Let’s review the situation from the standpoint of international law. The West Bank, Gaza, the Golan Heights, East Jerusalem and a smidgen of Lebanon the Israelis still occupy are officially designated as occupied territories. They were seized in war. Jerusalem is officially an international city, so designated by the United Nations partition resolution that created the state of Israel. The Israelis, of course, long ago declared the resolution null and void.
As occupied territories, they fall under the Geneva Conventions. An occupying power is not allowed to take land or to build settlements in occupied territory. It is not allowed to destroy homes, to uproot olive groves, to deport people, and to wall the area off all of which the Israelis have done and are continuing to do.
This brings us to the equation of negotiations. It is impossible for the Palestinians, whose land is occupied and whose lives are totally controlled by the most powerful military state in the Middle East, to make any concessions. To make a concession, you have to have something. They have nothing. They have no power. They don’t control their land, their borders, their access to the sea or the air, the water or even their movements within the territories. Thanks to the American vetoes, they don’t even have any recourse in the U.N.
The only party, then, that can make concessions is Israel, and Israel is not making any concessions, since it far prefers land to peace with an enemy that is virtually powerless.

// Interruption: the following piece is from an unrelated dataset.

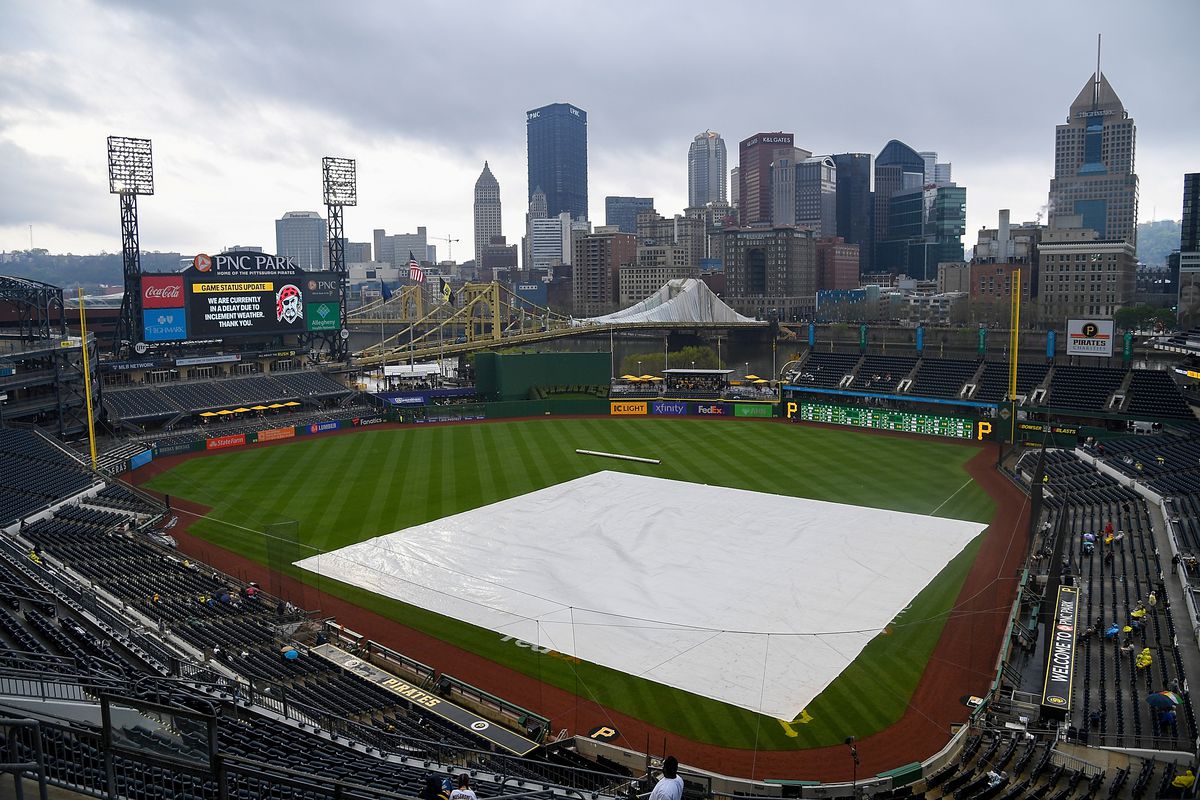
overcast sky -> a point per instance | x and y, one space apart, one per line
243 100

Therefore, if the U.S. refuses to pressure Israel, there will be no peace. President Bush’s trip is nothing more than a public-relations ploy to simulate an interest in peace. Bush is, however, unwilling to say or do anything that might actually result in Israeli concessions and therefore in peace. In fact, the main purpose of Bush’s visit is to harangue the Arabs about the alleged dangers of Iran. He refuses to talk to the elected representatives of the Palestinians, who are Hamas members.

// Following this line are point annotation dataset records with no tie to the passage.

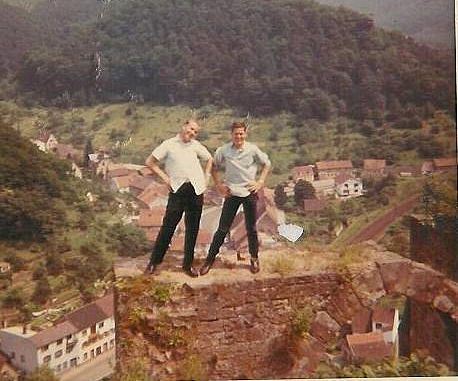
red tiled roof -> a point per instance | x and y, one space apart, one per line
313 205
369 346
54 333
335 164
118 172
140 182
302 170
151 217
121 182
67 151
87 315
341 178
444 162
374 164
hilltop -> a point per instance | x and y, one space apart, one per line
427 21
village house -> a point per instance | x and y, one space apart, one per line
444 164
360 347
374 335
313 206
73 340
154 195
7 371
330 169
374 167
347 187
324 188
304 172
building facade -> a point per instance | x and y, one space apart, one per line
75 339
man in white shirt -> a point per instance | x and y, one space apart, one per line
240 160
187 182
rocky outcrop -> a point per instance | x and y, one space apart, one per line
245 328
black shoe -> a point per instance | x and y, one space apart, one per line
206 267
254 267
150 269
193 273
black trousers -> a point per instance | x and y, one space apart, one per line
230 206
183 200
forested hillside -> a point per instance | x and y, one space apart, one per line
262 57
34 190
427 21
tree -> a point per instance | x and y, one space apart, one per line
42 291
303 190
87 151
128 240
280 197
14 298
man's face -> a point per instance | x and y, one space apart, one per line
238 136
189 131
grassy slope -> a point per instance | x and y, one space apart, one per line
147 125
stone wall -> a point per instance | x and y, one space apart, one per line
243 329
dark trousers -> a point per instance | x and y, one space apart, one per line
230 206
183 200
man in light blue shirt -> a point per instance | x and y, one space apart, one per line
241 160
187 182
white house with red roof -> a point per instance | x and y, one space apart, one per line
76 338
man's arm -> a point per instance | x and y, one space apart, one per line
257 185
222 189
208 170
152 163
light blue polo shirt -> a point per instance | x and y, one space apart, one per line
240 165
182 162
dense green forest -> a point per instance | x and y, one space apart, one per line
429 22
262 57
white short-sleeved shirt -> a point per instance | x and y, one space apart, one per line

I see no change in Bush’s thinking, if you can call it that, at all, but I do notice that he looks depressed. The last two public appearances I’ve watched on television show an unhappy man. The old cockiness and the silly smiles seem to have vanished. It could be that slowly the news is trickling into his brain that his administration has been a flop.
In the meantime, the Palestinians continue to suffer, the world continues to ignore their suffering, and the kettle that is the Middle East continues to simmer. It is never wise for either an individual or a country to believe that because it is powerful today it will always be powerful. The Middle East is an open-air museum of the ruins of past conquerors.

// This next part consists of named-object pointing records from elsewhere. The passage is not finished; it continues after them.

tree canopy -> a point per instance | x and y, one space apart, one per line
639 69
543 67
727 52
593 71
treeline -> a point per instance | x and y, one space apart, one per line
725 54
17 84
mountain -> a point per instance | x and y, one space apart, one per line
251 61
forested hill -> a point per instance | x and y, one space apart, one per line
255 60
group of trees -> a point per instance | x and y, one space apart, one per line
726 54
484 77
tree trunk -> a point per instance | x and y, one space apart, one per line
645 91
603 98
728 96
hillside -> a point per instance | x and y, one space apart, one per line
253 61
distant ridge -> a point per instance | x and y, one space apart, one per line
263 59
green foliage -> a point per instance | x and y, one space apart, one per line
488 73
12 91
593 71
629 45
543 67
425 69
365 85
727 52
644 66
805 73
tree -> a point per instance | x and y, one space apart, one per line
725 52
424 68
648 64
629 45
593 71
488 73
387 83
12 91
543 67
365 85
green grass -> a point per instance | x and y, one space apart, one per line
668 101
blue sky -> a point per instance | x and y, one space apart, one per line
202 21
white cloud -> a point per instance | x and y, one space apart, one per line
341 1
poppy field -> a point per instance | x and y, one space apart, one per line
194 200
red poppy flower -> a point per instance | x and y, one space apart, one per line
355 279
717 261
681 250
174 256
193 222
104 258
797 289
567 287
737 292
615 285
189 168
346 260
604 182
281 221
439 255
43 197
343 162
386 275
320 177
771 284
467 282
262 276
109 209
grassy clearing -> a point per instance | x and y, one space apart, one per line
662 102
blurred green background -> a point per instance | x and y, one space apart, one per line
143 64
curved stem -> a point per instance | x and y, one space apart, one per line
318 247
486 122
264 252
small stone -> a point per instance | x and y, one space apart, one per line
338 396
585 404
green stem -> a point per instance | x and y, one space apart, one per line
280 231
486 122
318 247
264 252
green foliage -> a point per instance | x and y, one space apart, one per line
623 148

It’s quite a sad situation for everyone concerned. If I were an Israeli, I’d be concerned about forcing another generation of Palestinians to live in poverty and bitterness. I’d be concerned that another generation of Israeli children is going to have to grow up in a militarized state in the midst of a larger population that hates them. As an American, I’m concerned that cowardly politicians are putting Americans at risk out of fear of a domestic lobby.